After squandering through its foreign-exchange reserves, in the end Thailand turned to IMF for assistance, on August 1997, Thailand entered into a three-year Stand-By Arrangement with the IMF which enabled the Thai government to get a loan package worth $17. 2 Billion (Sharma, 2003: 101). The objectives of this IMF-led program were to achieve a rapid effective management of the exchange rate by stemming the free fall of the baht and the restoration of financial market stability, to achieve these objectives, the IMF called for fiscal tightening where the primary aim of the monetary policy in that current period was to stabilize the baht and prices through high interest-rate policy (Sharma, 2003: 101). As for Indonesia, why was Indonesia emerged as the most serious casualty of the crisis? The answer lies within Indonesia’s root which has been contaminated by “ crony capitalism” or korupsi, kolusi dan nepotisme by the Suharto regime itself, not to mention the poor micromanagement by the regime worsened the crisis (Sharma, 2003: 123).
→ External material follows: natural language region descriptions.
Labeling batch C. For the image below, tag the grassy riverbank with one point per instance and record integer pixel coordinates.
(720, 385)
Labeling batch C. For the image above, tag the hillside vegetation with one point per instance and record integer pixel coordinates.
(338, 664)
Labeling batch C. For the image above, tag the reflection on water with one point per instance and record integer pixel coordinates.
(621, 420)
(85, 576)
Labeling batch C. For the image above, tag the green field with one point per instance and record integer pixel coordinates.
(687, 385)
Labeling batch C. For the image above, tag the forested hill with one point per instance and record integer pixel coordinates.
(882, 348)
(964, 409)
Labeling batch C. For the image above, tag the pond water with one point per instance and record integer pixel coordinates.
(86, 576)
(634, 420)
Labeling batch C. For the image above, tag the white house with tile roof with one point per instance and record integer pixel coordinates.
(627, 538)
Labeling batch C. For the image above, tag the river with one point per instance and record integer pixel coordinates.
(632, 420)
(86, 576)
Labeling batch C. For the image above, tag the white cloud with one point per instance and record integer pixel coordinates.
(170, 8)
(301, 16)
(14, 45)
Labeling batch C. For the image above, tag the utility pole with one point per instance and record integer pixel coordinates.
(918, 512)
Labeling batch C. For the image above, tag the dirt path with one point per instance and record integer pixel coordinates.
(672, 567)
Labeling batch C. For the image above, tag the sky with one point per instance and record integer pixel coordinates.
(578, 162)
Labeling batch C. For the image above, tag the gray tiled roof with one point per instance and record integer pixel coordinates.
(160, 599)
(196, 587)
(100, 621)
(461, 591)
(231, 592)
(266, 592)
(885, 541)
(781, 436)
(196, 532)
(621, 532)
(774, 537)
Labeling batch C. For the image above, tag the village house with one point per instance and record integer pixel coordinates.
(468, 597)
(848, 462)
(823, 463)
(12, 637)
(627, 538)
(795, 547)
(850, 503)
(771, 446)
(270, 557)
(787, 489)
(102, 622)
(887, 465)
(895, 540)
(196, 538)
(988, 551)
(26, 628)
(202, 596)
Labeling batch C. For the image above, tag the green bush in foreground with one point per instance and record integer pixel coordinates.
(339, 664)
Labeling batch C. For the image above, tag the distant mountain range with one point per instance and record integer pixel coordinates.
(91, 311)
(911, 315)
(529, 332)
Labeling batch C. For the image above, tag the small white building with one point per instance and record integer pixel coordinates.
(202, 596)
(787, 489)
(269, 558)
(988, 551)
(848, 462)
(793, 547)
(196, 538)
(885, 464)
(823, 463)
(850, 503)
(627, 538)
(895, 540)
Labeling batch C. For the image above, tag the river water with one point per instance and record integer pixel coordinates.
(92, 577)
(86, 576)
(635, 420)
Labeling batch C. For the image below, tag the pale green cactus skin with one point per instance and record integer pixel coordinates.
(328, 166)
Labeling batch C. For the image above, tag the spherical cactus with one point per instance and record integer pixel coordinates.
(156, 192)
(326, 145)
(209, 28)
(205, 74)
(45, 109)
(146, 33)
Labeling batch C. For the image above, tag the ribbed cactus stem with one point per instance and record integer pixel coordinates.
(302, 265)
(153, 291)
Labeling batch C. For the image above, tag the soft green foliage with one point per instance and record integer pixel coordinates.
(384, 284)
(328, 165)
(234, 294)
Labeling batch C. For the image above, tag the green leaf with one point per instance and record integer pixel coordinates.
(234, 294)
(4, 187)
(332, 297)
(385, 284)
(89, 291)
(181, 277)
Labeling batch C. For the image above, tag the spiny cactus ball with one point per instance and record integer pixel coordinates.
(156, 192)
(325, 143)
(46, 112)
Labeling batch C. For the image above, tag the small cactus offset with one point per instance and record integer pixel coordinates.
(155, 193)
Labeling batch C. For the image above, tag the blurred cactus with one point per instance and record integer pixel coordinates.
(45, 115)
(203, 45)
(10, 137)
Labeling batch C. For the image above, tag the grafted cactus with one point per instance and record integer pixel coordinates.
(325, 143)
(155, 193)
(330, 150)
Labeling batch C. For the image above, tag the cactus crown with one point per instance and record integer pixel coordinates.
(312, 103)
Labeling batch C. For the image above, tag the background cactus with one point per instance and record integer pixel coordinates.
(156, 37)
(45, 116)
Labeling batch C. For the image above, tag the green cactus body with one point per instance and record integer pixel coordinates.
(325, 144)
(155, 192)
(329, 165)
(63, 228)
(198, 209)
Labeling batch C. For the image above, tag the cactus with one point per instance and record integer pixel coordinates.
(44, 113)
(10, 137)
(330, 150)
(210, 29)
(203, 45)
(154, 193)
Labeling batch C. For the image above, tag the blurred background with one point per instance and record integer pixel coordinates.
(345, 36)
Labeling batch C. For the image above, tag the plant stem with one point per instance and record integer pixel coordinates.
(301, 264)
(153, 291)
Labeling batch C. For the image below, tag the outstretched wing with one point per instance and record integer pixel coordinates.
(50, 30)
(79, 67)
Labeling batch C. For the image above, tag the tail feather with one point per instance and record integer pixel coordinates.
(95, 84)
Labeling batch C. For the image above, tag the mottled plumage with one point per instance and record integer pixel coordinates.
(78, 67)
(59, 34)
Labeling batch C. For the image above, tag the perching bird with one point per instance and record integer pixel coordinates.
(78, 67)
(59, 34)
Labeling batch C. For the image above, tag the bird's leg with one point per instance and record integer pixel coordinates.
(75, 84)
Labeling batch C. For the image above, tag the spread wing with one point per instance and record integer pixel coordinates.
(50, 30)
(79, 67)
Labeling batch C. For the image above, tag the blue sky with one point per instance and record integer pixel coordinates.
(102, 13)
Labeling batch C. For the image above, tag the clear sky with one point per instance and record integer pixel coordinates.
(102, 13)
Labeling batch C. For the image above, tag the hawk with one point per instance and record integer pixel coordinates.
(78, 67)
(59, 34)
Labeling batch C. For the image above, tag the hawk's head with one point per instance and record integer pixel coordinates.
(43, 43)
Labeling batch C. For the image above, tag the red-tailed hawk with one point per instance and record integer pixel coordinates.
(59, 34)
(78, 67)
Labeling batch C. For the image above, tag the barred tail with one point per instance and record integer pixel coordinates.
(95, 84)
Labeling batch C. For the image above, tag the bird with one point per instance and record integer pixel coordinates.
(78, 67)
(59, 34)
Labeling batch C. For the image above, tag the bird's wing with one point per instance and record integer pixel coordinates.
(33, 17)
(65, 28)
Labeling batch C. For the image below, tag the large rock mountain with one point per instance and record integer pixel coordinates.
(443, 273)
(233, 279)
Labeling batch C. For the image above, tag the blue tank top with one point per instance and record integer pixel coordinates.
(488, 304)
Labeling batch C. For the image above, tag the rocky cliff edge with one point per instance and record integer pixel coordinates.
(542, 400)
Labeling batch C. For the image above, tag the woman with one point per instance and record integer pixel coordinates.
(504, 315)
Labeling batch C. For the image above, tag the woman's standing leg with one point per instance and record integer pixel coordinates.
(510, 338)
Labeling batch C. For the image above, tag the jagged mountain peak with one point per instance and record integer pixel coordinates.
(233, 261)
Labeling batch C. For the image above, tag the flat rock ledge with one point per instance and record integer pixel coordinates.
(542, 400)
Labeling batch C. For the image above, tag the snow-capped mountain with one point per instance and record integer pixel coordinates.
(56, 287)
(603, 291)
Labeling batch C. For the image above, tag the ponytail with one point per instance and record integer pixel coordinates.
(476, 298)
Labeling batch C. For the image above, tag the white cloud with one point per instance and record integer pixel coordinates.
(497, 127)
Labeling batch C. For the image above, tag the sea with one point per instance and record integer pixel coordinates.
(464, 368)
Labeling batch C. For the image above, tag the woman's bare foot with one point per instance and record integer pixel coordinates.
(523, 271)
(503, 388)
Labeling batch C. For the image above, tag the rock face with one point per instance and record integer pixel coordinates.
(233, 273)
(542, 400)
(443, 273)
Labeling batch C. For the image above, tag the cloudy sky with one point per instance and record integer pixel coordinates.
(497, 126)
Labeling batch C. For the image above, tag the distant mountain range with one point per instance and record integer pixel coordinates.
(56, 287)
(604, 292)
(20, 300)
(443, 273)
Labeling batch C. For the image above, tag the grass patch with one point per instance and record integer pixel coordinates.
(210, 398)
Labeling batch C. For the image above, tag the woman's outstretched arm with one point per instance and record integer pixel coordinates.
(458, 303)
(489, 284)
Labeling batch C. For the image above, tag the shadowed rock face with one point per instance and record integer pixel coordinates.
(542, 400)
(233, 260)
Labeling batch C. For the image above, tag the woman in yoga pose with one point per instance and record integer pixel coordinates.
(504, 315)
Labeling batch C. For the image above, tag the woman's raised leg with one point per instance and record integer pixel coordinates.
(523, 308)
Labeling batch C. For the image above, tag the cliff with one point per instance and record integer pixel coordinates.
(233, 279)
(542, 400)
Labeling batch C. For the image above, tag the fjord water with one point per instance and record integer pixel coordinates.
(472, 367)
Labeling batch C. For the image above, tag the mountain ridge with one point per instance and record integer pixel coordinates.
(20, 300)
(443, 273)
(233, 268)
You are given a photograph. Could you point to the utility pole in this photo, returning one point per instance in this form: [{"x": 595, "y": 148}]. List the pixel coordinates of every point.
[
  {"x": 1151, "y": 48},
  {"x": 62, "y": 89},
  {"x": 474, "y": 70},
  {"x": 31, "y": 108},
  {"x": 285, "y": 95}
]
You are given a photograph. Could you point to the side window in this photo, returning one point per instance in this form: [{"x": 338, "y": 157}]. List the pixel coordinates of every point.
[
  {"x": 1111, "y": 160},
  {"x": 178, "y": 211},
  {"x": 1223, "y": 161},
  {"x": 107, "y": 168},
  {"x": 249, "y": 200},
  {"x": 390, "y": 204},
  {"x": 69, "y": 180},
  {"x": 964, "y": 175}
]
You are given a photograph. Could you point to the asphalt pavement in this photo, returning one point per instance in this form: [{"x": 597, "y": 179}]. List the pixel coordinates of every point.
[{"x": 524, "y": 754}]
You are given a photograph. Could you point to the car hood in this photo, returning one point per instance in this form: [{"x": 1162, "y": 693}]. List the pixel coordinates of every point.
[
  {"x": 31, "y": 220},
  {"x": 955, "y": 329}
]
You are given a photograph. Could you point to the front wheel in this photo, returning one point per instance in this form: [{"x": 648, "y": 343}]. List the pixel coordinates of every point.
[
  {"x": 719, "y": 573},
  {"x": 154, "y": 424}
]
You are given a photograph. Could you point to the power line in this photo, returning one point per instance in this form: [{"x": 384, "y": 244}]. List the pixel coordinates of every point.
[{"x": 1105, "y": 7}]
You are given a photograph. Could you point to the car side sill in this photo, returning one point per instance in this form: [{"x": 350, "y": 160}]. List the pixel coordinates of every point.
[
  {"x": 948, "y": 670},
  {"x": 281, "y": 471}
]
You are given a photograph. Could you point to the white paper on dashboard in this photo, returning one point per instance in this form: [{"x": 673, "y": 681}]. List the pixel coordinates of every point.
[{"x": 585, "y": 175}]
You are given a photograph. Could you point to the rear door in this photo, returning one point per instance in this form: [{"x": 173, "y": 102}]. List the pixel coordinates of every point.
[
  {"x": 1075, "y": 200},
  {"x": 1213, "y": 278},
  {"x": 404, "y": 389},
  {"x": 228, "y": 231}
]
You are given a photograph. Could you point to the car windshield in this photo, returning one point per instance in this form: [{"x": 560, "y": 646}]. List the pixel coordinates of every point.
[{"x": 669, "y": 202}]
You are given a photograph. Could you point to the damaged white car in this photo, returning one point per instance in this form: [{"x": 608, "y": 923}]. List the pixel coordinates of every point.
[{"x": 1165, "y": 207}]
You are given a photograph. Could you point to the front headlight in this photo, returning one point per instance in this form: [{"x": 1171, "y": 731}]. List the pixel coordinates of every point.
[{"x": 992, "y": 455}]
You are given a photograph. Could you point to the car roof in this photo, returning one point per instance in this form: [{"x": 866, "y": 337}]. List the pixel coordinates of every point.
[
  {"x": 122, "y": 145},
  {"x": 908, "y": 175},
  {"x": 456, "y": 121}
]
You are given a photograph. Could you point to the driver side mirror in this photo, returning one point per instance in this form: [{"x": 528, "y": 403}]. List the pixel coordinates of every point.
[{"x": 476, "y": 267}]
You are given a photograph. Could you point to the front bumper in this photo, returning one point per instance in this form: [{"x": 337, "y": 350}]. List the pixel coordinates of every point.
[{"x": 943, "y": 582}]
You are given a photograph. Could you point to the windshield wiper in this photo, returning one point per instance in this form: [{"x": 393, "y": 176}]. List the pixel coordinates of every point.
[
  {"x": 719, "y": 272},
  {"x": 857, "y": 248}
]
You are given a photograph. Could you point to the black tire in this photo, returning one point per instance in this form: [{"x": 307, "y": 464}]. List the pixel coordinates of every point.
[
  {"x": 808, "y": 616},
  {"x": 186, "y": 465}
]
In May-June 1999 big changes were expected to heal Indonesia politically and economically, effective on May 1999, a new central bank law significantly increased the powers and authority of the nation’s central bank, making it more accountable (Sharma, 2003: 161). The new law emphasizes that Bank Indonesia has one important objective which is to achieve and maintain the stability of the value of the rupiah, to achieve this, the law has enhanced the Bank’s independence as a state institution outside the administration of the executive branch, meaning that the Bank doesn’t report directly to the president but to the House of Representatives (Sharma, 2003: 161). Desperate for a major restructuring of the entire banking sector, in September 1998, Bank Indonesia along with the IMF came up with a multi-billion-dollar bank recapitalization plan, and in October, the Indonesian parliament amended the banking law to end restrictions of foreign ownership of banks (Sharma, 2003: 167). On June 1999, Indonesia also held its first democratic election since 1955, with the collapse of the Suharto regime, power was restored, and it shifted away from the central to the provinces and districts (Sharma, 2003: 170). The Asian financial crisis damaged South Korea’s economy severely, causing the country to have its worst recession in the post-war period, the real GDP growth fell from 7-12% to negative 5. 8%, and the stock market dropped 50%, to make matters worse, per capita income declined from $10, 543 to $9, 511, and around 17, 000 companies went bankrupt, including eight conglomerates (Sharma, 2003: 221). At the peak of the crisis, the government worked with the IMF and the World Bank to construct an adjustment program that’s designed to address the problems in the financial and corporate sectors, the program consists of macroeconomic stabilization, financial and corporate sector reforms including the dismantling of the old financial system and further measures for trade liberalization, capital account liberalization and labor market reform (Sharma, 2003: 222). From the facts that were withdrawn from the articles and journals above, we can conclude that the miraculous recovery of the Asian financial crisis is caused by the IMF implemented programs and loans to the affected countries this helps them curb the effects of the crisis itself so that over the years after the crisis they are able to get themselves back to their feet.